Questions about modify getelementptr

Hi, I’m going to vectorize load&store instructions in an LLVM IR generated on a new GPU backend.
However, I found that slp vectorizer fails to vectorize these load&store instructions. Because it failed to prove that stores are in consecutive memory.

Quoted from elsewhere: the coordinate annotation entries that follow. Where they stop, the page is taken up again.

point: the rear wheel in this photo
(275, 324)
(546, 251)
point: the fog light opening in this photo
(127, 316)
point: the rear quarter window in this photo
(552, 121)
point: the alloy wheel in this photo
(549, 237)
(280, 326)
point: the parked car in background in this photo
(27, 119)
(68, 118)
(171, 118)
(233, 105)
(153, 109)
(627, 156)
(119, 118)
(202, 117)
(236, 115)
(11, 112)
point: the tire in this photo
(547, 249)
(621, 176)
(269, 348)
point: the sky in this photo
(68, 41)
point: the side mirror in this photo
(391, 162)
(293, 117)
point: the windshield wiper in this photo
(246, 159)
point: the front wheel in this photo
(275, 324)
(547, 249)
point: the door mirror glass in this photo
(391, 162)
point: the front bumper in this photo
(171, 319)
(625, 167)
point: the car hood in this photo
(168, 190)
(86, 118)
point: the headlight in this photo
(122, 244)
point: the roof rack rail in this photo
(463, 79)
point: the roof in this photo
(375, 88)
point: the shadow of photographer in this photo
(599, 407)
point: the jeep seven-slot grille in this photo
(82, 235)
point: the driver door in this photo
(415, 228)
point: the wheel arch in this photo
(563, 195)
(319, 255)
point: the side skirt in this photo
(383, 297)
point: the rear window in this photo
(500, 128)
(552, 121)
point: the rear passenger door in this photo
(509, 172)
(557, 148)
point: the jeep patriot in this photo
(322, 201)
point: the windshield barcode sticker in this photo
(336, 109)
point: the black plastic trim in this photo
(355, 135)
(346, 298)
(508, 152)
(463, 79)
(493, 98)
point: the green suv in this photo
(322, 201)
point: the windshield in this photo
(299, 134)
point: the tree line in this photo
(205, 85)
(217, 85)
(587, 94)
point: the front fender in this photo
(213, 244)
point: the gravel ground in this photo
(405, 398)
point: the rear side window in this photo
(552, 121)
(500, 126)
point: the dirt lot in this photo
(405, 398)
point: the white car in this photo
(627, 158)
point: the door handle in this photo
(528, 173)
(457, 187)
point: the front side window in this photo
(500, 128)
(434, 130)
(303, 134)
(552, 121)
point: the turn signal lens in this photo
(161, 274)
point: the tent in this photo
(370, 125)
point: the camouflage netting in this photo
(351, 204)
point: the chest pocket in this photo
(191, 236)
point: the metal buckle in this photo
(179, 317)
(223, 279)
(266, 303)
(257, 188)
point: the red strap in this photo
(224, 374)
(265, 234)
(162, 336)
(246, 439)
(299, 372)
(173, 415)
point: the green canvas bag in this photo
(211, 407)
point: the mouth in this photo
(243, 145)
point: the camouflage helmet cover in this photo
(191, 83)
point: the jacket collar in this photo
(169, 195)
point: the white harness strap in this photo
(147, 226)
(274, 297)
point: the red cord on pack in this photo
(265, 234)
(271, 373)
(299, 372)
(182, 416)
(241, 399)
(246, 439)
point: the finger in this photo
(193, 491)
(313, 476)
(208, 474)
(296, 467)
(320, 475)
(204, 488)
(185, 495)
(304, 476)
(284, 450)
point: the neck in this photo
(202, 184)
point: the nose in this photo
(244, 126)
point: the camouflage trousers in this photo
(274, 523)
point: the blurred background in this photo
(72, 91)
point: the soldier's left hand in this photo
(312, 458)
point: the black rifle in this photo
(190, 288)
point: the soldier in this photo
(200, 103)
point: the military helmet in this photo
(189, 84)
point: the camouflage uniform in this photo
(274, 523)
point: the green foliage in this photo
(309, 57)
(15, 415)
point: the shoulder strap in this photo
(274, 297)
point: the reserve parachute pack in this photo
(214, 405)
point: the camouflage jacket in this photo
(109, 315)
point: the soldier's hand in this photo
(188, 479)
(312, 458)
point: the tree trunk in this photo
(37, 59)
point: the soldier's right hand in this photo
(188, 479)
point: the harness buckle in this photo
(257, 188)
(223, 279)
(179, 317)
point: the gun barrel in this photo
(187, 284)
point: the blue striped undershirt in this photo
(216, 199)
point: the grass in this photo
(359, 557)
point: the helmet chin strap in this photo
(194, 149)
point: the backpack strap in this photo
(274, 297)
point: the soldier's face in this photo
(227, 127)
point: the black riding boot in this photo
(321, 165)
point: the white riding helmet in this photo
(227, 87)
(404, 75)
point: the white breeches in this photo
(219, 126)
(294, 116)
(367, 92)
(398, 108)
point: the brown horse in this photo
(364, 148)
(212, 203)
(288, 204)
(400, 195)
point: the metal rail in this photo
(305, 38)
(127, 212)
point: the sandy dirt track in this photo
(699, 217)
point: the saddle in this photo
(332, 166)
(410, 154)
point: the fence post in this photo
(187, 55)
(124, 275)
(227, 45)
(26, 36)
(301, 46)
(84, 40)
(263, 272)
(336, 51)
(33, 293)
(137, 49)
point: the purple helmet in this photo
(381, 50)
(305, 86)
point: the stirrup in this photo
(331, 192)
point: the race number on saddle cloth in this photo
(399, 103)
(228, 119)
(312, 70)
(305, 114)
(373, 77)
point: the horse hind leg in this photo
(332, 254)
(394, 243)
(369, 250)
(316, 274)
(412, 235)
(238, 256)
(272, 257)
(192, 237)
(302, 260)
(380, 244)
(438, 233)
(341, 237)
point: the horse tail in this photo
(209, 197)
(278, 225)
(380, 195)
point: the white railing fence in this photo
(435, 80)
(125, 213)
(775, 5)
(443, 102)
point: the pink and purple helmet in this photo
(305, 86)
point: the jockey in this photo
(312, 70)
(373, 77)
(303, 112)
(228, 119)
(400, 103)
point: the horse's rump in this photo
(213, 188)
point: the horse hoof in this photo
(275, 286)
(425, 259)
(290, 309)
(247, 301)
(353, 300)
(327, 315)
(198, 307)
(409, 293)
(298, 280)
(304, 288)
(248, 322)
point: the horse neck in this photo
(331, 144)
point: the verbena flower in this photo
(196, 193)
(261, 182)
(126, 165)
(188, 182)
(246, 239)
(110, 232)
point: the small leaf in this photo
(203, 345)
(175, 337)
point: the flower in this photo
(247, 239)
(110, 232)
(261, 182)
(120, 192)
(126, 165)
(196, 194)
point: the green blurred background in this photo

Then I tried to manually modify the getelementptr instructions in my LLVM IR as follows,

From

  %linear_index3 = add nuw nsw i32 %linear_index_plus_base, 3
  %linear_index2 = add nuw nsw i32 %linear_index_plus_base, 2
  %linear_index1 = add nuw nsw i32 %linear_index_plus_base, 1
  getelementptr inbounds half, ptr  %base_ptr, i64 %linear_index_plus_base
  getelementptr inbounds half, ptr  %base_ptr, i64 %linear_index1
  getelementptr inbounds half, ptr  %base_ptr, i64 %linear_index2
  getelementptr inbounds half, ptr  %base_ptr, i64 %linear_index3

To

%ld_base = getelementptr inbounds half, ptr %base_ptr, i32 %linear_index_plus_base
getelementptr inbounds half, ptr %ld_base, i64 0
getelementptr inbounds half, ptr %ld_base, i64 1
getelementptr inbounds half, ptr %ld_base, i64 2
getelementptr inbounds half, ptr %ld_base, i64 3

It succeeds to vectorize these load&store instructions.

Are there any LLVM passes that could do the same thing? Any hints or tips would be greatly appreciated.

SeparateConstOffsetFromGEP and a few other passes are intended to set up addressing this way

1 Like